SuperLU_DIST
Communication-Avoiding 3D Sparse Direct Solver
The Sparse Direct Solver Challenge
Sparse direct solvers are the workhorses of scientific computing—solving the linear systems that arise in structural mechanics, circuit simulation, and computational fluid dynamics. But as systems scale to thousands of processors, communication becomes the bottleneck: traditional 2D algorithms spend more time exchanging data than computing.
SuperLU_DIST is a widely used, open-source library for solving large sparse linear systems A·X = B using Gaussian elimination with static pivoting (GESP). It combines the numerical stability of partial pivoting with the scalability of no-pivoting approaches.
The 3D Communication-Avoiding Algorithm
My key contribution is the communication-avoiding 3D factorization algorithm, which fundamentally restructures how sparse LU factorization distributes work across processors.
graph LR
subgraph Input["Input"]
A["Sparse Matrix A"]
end
subgraph Reorder["Phase 1: Ordering & Analysis"]
ORD["Fill-reducing<br/>Ordering<br/>(ParMETIS)"]
SYM["Symbolic<br/>Factorization"]
ETREE["Elimination<br/>Tree Construction"]
end
subgraph Factor["Phase 2: Numerical Factorization"]
direction TB
P2D["Baseline 2D<br/>Block-Cyclic<br/>Distribution"]
P3D["<b>3D Communication-<br/>Avoiding Algorithm</b><br/>(Sao et al.)"]
GPU["Multi-GPU<br/>Offload<br/>(NVIDIA/AMD/Intel)"]
P3D --- GPU
end
subgraph Solve["Phase 3: Triangular Solve"]
TRI["Sparse Triangular<br/>Solve L·U·X = B"]
end
A --> ORD --> SYM --> ETREE --> Factor --> TRI
style P3D fill:#d4edda,stroke:#155724,stroke-width:2px
style Factor fill:#f0f7ff,stroke:#1a73e8
The algorithm uses a three-dimensional MPI process grid, exploits elimination tree parallelism, and trades increased memory for dramatically reduced per-process communication.
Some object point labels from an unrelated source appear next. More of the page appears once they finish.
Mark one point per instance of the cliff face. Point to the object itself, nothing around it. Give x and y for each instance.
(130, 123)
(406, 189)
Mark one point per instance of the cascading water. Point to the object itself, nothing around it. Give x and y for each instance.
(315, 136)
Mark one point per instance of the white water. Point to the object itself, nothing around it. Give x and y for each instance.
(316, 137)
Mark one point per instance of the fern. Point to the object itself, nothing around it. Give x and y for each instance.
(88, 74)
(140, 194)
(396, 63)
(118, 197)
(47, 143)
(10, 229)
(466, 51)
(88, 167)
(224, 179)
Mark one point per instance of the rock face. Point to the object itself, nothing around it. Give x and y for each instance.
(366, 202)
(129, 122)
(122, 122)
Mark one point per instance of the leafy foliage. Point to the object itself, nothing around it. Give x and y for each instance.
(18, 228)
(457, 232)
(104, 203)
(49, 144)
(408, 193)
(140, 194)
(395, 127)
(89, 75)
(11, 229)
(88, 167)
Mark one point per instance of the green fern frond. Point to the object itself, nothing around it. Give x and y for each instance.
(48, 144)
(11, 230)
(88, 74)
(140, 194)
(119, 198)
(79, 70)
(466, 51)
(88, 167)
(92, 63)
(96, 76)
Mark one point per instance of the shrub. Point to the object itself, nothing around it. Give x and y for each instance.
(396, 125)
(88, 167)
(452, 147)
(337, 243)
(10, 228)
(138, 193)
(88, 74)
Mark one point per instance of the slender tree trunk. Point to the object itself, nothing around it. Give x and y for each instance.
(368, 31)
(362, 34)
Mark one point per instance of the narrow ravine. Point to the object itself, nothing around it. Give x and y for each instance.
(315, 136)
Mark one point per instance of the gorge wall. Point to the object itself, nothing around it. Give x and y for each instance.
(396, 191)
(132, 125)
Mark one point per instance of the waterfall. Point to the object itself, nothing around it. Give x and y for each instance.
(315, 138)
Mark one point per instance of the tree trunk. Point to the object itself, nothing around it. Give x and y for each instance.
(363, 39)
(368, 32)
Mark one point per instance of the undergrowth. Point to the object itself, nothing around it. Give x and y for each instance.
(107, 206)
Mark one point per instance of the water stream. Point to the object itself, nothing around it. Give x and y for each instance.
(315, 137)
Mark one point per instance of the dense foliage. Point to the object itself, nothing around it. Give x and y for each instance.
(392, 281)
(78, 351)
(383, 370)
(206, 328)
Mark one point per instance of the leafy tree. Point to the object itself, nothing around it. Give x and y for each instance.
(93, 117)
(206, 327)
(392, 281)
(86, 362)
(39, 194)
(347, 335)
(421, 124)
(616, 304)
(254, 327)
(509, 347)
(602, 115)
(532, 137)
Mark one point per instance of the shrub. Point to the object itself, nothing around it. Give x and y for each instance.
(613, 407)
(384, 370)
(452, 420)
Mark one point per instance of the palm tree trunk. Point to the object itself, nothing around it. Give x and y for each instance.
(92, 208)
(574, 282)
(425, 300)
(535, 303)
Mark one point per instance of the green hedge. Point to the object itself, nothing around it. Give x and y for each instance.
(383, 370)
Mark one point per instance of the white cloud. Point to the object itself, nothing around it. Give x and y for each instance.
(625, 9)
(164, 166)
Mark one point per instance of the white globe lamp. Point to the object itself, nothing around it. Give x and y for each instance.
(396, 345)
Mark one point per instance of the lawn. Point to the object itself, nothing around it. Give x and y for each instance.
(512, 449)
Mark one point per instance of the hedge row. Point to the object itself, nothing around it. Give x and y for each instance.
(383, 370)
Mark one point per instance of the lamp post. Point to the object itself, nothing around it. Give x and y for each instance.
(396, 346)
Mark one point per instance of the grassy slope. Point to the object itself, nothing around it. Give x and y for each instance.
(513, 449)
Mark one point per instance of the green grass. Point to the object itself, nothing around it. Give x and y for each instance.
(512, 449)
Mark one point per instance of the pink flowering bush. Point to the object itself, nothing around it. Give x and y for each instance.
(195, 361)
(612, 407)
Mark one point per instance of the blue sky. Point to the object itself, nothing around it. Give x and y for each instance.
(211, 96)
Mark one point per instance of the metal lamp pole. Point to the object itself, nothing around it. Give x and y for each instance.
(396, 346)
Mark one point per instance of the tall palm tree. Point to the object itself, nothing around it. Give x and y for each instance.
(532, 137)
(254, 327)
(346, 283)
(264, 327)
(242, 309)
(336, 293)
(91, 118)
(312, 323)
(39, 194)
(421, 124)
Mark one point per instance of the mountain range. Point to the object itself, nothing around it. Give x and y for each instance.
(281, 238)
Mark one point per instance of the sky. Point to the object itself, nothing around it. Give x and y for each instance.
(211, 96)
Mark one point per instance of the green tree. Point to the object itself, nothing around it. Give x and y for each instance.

Released as the recommended code path starting with Version 9.0.0.
Performance Results
| Configuration | Planar Graphs | Non-Planar Graphs |
|---|---|---|
| 24,000 cores (Cray XC30) | 27× speedup | 3.3× speedup |
| 4,096 nodes + GPUs (Cray XK7) | 24× speedup | 3.5× speedup |
For a planar graph with n vertices, the 3D algorithm achieves:
- Communication volume reduction by O(√log n)
- Latency reduction by O(log n)
Additional Contributions
- HALO (Highly Asynchronous Lazy Offload) — CPU–GPU co-processing scheme that reduces host-device communication
- Multi-GPU support — NVIDIA, AMD, and Intel GPUs
- Mixed-precision routines — Single-precision factorization with double-precision iterative refinement
- 3D Sparse Triangular Solve — Communication-avoiding triangular solver using one-sided MPI
Key Publications
- P. Sao, X.S. Li, R. Vuduc. A communication-avoiding 3D algorithm for sparse LU factorization on heterogeneous systems. JPDC, 2019.
- P. Sao, X.S. Li, R. Vuduc. A communication-avoiding 3D LU factorization algorithm for sparse matrices. IPDPS 2018.
- X.S. Li, P. Lin, Y. Liu, P. Sao. Newly released capabilities in the distributed-memory SuperLU sparse direct solver. ACM TOMS, 2023.